Yaşanan hadise, Allah’a olan bağlılık ve sevginin göstergesi olarak, kuşaktan
kuşağa tarihsel süreç ile birlikte günümüze dek gelmiştir. Bayramdan önceki güne
arefe denir.
Kurban bayramında Müslümanlar adadıkları kurbanların etlerini; yakınları, sevdikleri ve ihtiyaç sahibi diğer din kardeşleri ile paylaşır.
Kurban bir dinsel buyruğu ya da adağı yerine getirmek için kesilen hayvandır. Bu yüzden Kurban bayramı ve adak İslam dininde önemli bir yere sahiptir.

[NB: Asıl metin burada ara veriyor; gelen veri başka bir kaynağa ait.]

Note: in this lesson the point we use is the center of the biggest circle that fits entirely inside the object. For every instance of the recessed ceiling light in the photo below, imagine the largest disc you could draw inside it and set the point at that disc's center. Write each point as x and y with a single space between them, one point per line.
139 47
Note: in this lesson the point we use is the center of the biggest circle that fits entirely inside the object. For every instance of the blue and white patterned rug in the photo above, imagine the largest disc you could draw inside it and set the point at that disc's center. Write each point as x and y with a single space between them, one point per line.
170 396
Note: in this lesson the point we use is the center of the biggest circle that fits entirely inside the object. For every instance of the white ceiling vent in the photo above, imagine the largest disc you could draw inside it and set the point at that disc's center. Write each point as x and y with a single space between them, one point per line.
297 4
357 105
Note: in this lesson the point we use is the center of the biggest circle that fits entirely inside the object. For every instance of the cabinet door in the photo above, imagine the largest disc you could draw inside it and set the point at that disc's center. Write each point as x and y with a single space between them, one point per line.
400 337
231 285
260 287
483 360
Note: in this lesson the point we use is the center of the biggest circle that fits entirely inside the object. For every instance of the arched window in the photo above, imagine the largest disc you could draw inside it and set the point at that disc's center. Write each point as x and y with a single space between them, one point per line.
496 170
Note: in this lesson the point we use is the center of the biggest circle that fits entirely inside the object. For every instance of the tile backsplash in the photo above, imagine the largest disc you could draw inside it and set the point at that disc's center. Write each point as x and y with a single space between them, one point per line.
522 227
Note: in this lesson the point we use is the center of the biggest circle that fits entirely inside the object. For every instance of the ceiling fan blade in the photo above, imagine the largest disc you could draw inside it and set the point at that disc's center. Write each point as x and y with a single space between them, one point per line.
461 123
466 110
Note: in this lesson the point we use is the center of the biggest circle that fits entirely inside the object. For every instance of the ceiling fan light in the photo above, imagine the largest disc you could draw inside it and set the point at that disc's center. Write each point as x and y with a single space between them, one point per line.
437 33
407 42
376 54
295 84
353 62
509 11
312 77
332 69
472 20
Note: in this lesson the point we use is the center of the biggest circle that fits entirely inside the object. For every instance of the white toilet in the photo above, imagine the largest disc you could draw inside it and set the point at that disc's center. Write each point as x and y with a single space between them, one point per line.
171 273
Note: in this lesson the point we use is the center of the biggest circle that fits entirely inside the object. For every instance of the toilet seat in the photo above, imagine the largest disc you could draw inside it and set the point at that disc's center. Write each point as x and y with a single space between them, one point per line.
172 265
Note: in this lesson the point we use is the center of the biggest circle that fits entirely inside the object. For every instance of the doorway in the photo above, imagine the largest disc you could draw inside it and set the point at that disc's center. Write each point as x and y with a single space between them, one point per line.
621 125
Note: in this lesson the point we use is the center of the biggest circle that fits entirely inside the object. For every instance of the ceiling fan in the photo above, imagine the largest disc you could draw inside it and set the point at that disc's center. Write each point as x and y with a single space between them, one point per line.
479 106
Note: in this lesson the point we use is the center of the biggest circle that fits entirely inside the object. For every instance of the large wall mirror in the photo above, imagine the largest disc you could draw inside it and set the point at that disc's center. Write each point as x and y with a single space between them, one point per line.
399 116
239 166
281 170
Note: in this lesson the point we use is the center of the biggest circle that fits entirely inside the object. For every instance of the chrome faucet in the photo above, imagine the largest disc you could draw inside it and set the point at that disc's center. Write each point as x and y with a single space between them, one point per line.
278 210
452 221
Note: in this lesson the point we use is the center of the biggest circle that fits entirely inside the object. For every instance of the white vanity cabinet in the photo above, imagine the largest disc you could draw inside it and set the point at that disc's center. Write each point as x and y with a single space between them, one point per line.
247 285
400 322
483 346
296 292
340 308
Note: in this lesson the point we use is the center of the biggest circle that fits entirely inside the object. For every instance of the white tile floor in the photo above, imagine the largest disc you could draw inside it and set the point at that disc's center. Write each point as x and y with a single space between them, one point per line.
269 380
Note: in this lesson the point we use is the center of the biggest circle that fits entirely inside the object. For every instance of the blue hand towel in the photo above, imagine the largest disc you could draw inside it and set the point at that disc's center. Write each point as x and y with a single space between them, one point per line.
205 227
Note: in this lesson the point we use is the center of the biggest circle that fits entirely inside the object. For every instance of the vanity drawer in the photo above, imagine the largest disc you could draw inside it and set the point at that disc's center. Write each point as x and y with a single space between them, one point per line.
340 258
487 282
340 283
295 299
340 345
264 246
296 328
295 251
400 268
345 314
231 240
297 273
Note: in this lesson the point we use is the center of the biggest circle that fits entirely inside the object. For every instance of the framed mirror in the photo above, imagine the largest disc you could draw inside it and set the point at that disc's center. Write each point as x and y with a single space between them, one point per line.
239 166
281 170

Sözlük anlamı yaklaşma, Allah’a yakınlaşmaya vesile olan şey anlamına gelir. Dini terim olarak ise ibadet maksadı ile kurban bayramında, belirlenmiş hayvanları usulüne uygun bir biçimde kesmeye denir.
Akıllı, hür ve dini ölçülere göre zengin bir insan Allah rızasını kazanmak için ve kurban kesmeye müminlere yardım etmek için kurban keser.
Ayrıca Kurban gerektiğinde Allah için her şeyi feda etmek anlamına gelir.
Kurban Hanefi mezhebine göre vaciptir diğer tüm mezheplere göre sünnet-i müekkededir.
Kurban Hz. İbrahim’in oğlu Hz. İsmail’i Allah için kurban edecekken Allahü Teâlânın ona bir hayvan göndermesi ve onu kesmesini emretmesi üzerine olan olaydır. Ve asırlardır süre gelir.
Kurban kesen mümin Allah rızasını kazanmak ve ona yaklaşmak için onun hoşnutluğunu kazanmayı arzu eder. Kurban bayramı sosyalleşmeyi yardımlaşmayı ve fedakarlığı amaçlar.
Kurban Bayramı’nın ilk üç günü kesilir. Kesim vakti bayram namazı kılınan yerlerden namaz kılındıktan sonra, kılınmayan yerlerde ise sabah namaz vakti girdikten sonra başlar. Bayramın 3. günü güneş batıncaya kadar devam eder. 1. günü kesmek faziletlidir.
Şafii mezhebine göre 4. gün de kesilebilir.